SAN FRANCISCO (Reuters) - Intel Corp plans to reduce its global workforce of 107,000 by about 5 percent this year as the chipmaker, struggling with falling personal-computer sales, shifts focus to faster-growing areas, a company spokesman said on Friday.

The announcement, equivalent to over 5,000 positions, comes a day after Intel posted a fourth-quarter earnings report that did little to dispel concerns about a slowing PC industry.

"This is part of aligning our human resources to meet business needs," spokesman Chris Kraeuter told Reuters on Friday.

The job reductions may include early retirement, attrition and other options, Kraeuter added. He declined to say whether details of the changes had been announced internally.

On a conference call with analysts on Thursday after the earnings release, Chief Financial Officer Stacy Smith alluded to a reduction in employment this year and said that Intel would increase investments in areas like data center, low-power chips and tablets.

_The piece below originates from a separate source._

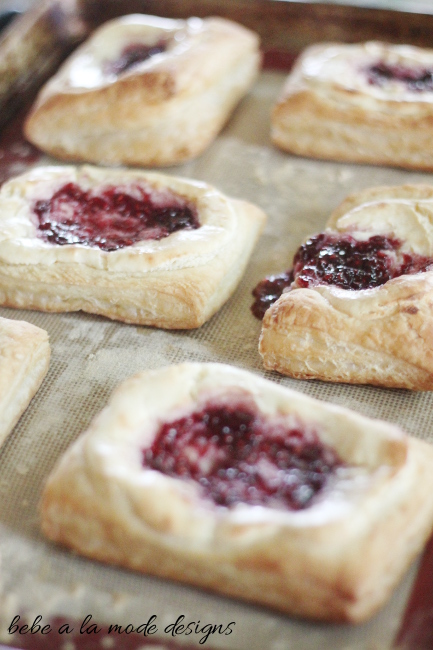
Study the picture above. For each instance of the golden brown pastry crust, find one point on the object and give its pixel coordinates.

Intel dominates the PC chip industry, but it has been slow to adapt its processors for smartphones and tablets, markets now dominated by rivals like Qualcomm Inc and Samsung Electronics Co Ltd.

"If they've got a bunch or resources in a market that may not be dead but is not growing a ton, it probably makes sense to reprioritize those investments in areas where there are fast-growing markets," said Bernstein analyst Stacy Rasgon.

Intel is far from the first major tech company to cut jobs because of slowing demand for PCs.

Hewlett-Packard Co is in the midst of a years-long internal restructuring that would ultimately see it shed 34,000 jobs, or 11 percent of its workforce, through fiscal 2014.

Dell succeeded last year in taking itself off public markets, allowing CEO and founder Michael Dell to effect a restructuring away from Wall Street's scrutiny. That overhaul is expected to encompass layoffs.

Earlier this week, Intel said a newly built factory in Chandler, Arizona, originally slated as a $5 billion project that in late 2013 would start producing Intel's most advanced chips, would remain closed for the foreseeable future while other factories at the same site are upgraded.

In its report on Thursday, Intel forecast March-quarter restructuring charges of $200 million, a portion of which could be earmarked for severance pay.

Last September, Intel said it would close an old factory in Massachusetts, eliminating about 700 jobs.

Intel has said it plans to quadruple tablet chip volume this year to 40 million units and aggressively stake out market share ahead of future mobile chip launches. Essentially buying its way into tablets, Intel plans to subsidize its customers' engineering and manufacturing expenses, effectively reducing its gross margins in 2014 by 1.5 percentage points.

Shares of Intel closed 2.6 percent lower at $25.85 on the Nasdaq on Friday.